The fossil is significant and surprising, he said, because amber is formed on land from resin-producing plants, so it is rare to find marine life entombed in the substance.

"The excitement of the discovery is its potential to open the window on past life," he said. "The preservation of amber from an age as old as this, it helps increase our understanding of ancient life and the world in which ancient life lived."

Ammonites were shelled mollusks that lived on Earth during the Jurassic and Cretaceous periods—the same time as some dinosaurs. Typically fossilized as impressions in shale, ammonites' preservation in amber provides a unique 3D look at the ancient sea creatures, Dilcher said.

In addition to trapping the shell of an ammonite, this particular piece of amber contains the fossils of at least 40 other organisms from both land and sea habitats, such as spiders, snails, and wasps. In time, it is this diversity of organisms preserved in one place that may have the most potential for future research, Dilcher said.

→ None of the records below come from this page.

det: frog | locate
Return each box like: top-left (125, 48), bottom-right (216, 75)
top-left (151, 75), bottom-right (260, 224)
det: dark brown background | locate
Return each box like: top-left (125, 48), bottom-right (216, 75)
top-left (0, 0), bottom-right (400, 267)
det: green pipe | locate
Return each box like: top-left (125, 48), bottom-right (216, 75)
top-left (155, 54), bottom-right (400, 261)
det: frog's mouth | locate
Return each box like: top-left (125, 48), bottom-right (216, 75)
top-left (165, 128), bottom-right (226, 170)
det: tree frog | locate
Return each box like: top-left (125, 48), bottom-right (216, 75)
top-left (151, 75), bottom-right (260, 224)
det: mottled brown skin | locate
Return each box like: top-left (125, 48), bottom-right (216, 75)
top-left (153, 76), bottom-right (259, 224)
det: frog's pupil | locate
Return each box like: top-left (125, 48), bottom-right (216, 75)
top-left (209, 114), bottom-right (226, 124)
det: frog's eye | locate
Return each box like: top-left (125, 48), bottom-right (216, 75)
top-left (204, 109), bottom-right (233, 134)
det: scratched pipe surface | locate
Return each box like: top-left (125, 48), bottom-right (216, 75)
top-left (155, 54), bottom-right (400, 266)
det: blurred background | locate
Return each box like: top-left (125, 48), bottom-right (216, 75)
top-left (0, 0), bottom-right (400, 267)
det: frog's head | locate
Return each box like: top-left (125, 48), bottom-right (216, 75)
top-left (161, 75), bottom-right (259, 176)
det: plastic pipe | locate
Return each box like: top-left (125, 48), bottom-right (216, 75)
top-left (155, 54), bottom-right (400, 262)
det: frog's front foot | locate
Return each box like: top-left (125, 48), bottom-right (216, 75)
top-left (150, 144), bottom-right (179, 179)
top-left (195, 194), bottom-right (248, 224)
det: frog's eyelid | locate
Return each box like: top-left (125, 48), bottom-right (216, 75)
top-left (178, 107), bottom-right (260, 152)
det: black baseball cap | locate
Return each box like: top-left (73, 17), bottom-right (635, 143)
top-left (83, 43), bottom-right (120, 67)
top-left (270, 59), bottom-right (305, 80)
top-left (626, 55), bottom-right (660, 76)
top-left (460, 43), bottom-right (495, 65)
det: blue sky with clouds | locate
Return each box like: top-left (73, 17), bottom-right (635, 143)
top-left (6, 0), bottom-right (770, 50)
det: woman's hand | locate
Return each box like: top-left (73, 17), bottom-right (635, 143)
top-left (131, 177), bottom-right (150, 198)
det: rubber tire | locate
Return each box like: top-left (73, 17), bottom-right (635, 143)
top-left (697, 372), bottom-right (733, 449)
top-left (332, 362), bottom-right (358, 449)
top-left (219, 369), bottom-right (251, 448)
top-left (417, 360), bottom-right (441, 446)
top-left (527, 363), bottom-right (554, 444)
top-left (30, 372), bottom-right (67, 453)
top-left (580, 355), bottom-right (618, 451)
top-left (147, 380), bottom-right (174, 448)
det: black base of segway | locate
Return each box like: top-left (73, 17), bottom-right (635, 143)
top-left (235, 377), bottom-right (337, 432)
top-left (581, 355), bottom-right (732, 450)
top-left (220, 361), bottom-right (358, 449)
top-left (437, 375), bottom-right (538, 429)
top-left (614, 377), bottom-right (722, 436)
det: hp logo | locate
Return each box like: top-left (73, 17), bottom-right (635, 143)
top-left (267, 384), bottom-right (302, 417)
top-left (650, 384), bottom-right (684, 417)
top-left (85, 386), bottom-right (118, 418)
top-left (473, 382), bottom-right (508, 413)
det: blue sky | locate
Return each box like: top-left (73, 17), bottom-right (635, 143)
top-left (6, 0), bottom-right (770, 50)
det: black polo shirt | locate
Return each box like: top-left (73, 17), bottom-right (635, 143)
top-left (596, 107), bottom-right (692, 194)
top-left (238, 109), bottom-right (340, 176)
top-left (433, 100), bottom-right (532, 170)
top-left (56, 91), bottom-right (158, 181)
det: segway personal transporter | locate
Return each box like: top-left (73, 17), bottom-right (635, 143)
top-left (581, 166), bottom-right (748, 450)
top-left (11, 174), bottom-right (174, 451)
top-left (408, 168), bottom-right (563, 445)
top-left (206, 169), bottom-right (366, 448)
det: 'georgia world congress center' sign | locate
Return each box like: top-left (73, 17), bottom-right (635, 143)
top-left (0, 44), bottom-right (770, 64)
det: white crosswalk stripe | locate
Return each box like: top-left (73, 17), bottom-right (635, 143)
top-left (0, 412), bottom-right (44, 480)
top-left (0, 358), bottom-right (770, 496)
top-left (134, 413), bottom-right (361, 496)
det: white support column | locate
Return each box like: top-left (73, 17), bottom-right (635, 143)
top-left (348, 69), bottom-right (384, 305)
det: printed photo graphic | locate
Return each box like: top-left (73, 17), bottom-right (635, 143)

Possible theories for how land and sea organisms ended up trapped together include a coastal forest with resin-producing trees growing close to marine debris on the edge of a beach, a tsunami that flooded an amber-producing forest with marine debris, or tropical storms that blew marine debris inland, Dilcher said. However, the scientists posited that the first theory seems most likely because the lack of soft tissue from the ammonite and other marine organisms preserved in the amber suggests they were dead long before their shells encountered the ancient tree resin. This makes the tsunami theory less likely, and the rarity of the presence of marine organisms in other amber specimens found to date suggests the tropical storms wouldn't have been frequent occurrences.